But Merchant Bankers take the extreme path fearing SEBI reprimand. They advise the issuers that only Debt securities that are fully secured are only allowed to be listed. Quiz them more and they point to Regulation 26(6) that requires the issuer and merchant banker to “ensure that the security created to secure the debt securities is adequate to ensure 100 per cent asset cover for the debt securities.”
Sundaresan says it just means if the issuer is desirous of issuing fully secured instruments, then it has to be secured by assets to an extent not less than 100% of the issue size. Implying in the process, others that are intending to list unsecured debt are free to do so (as there are references to unsecured debt elsewhere in the Regulations and its schedules).
I am concerned. Should SEBI permit unsecured debt to be brought to public market where the participants are not so erudite? Will it not lead to emergence of con artists from the woodwork that will list everything including the toilet paper? Haven’t we learnt anything from the recent two trillion dollar global meltdown?

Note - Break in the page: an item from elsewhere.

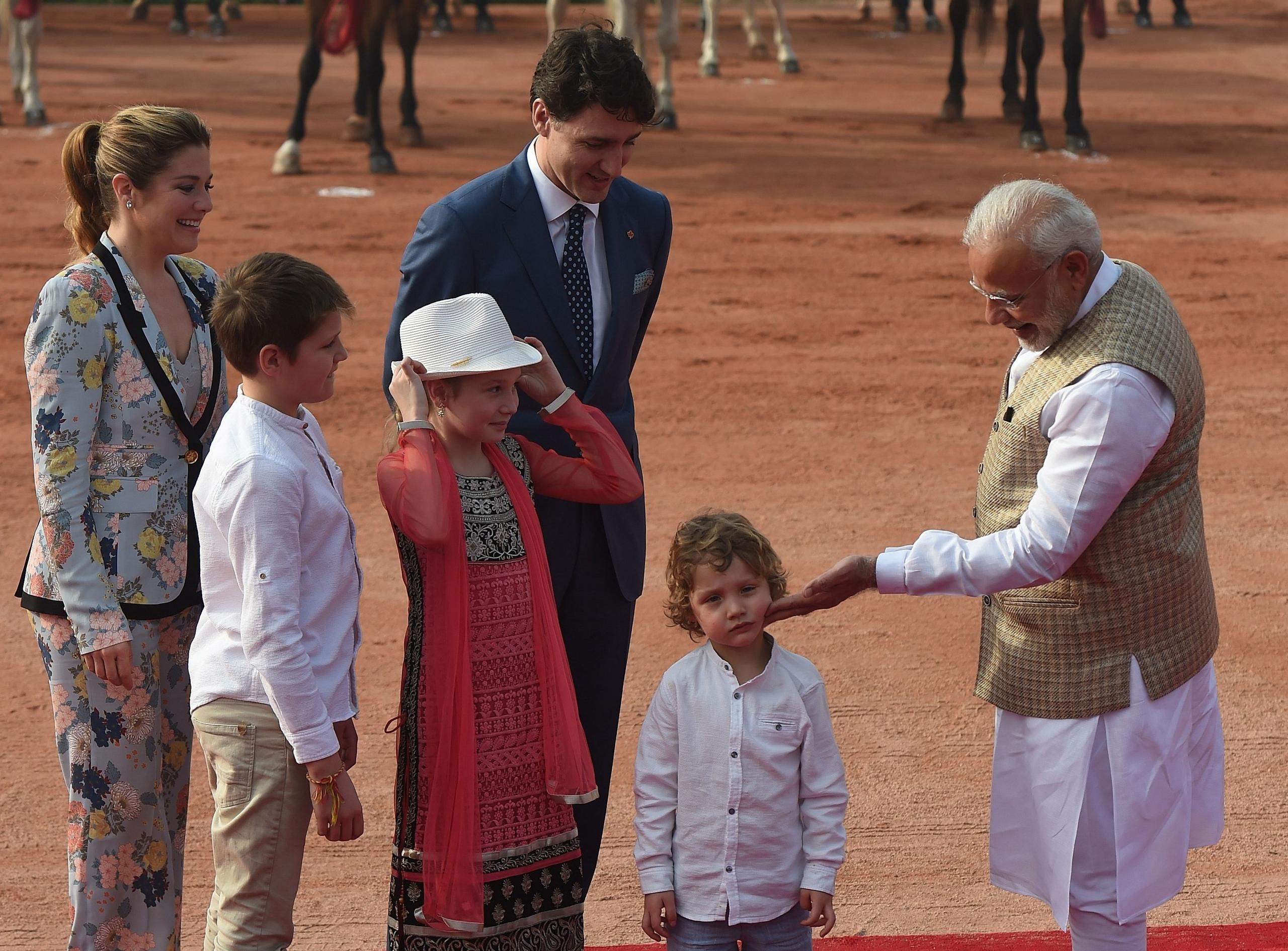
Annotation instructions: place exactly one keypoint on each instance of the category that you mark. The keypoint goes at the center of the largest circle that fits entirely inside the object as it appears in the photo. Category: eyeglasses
(1011, 303)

Have we forgotten so quickly that it had its origins in the subprime ( unsecured, junk) bonds that got listed and recklessly palmed off by Wall Street swindlers ? Who has heard anything about a once venerated institution by name “Lehman Bros” lately? The CEO’s first name was “Dick” (Fuld) – incidentally.

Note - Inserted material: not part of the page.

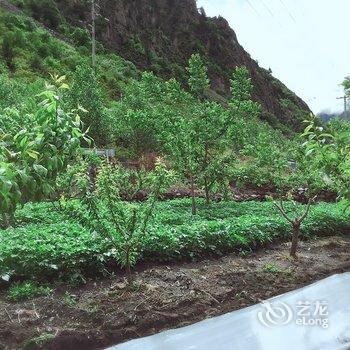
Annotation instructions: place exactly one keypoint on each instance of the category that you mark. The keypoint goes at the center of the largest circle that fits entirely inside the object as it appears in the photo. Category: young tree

I am no throwback and I certainly don’t believe listing of 100% secured debt would mean guaranteed repayment. Neither do I have any faith in swift realization of underlying security if the debt obligation is defaulted because enforcement of Indian laws isn’t so easy thro our overloaded Courts. But I have a great faith in the agility of the con men in our midst that will rise swiftly to the occasion and exploit a loophole. The expression “unsecured” is enough to make them sit up and take notice. And when their junk papers eventually get listed, they are safely absolved off all their liabilities since the risk is widely distributed [sometime later even credit derivatives (like credit default swaps) will also have to be allowed] and SEBI will gleefully point to the disclaimer that states “SEBI merely ensures disclosure and does not vouch for the soundness of the scheme” etc….. Next what – CDS, CLO, CDO, ABS on the doomed Wall Street lines? Just the way residential mortgages in the US became grist for quantitative portfolio management after they had been re-engineered into instruments that looked much like tradable bonds. The investment efficiencies generated large benefits for both investment banks and consumers but were quickly carried to dangerous extremes. Soon we will be forced to subscribe to the pretense that all of finance can be mathematized. Do that and the next credit bubble won’t be far behind.
By all means, allow unsecured debt to be listed. I am all for liquidity in the debt market. But do build in enough checks to make sure the it stays well within the repaying capacity of the company or at least block so much of its borrowing power from banks and other institutions to the extent to which the company has already geared its balance sheet debt. And most importantly, mark that listed debt "with recourse" – meaning in the event of a default, the issuer and it's founders/promoters will be liable to the holder (in due course) of the instrument and not just the primary allottee.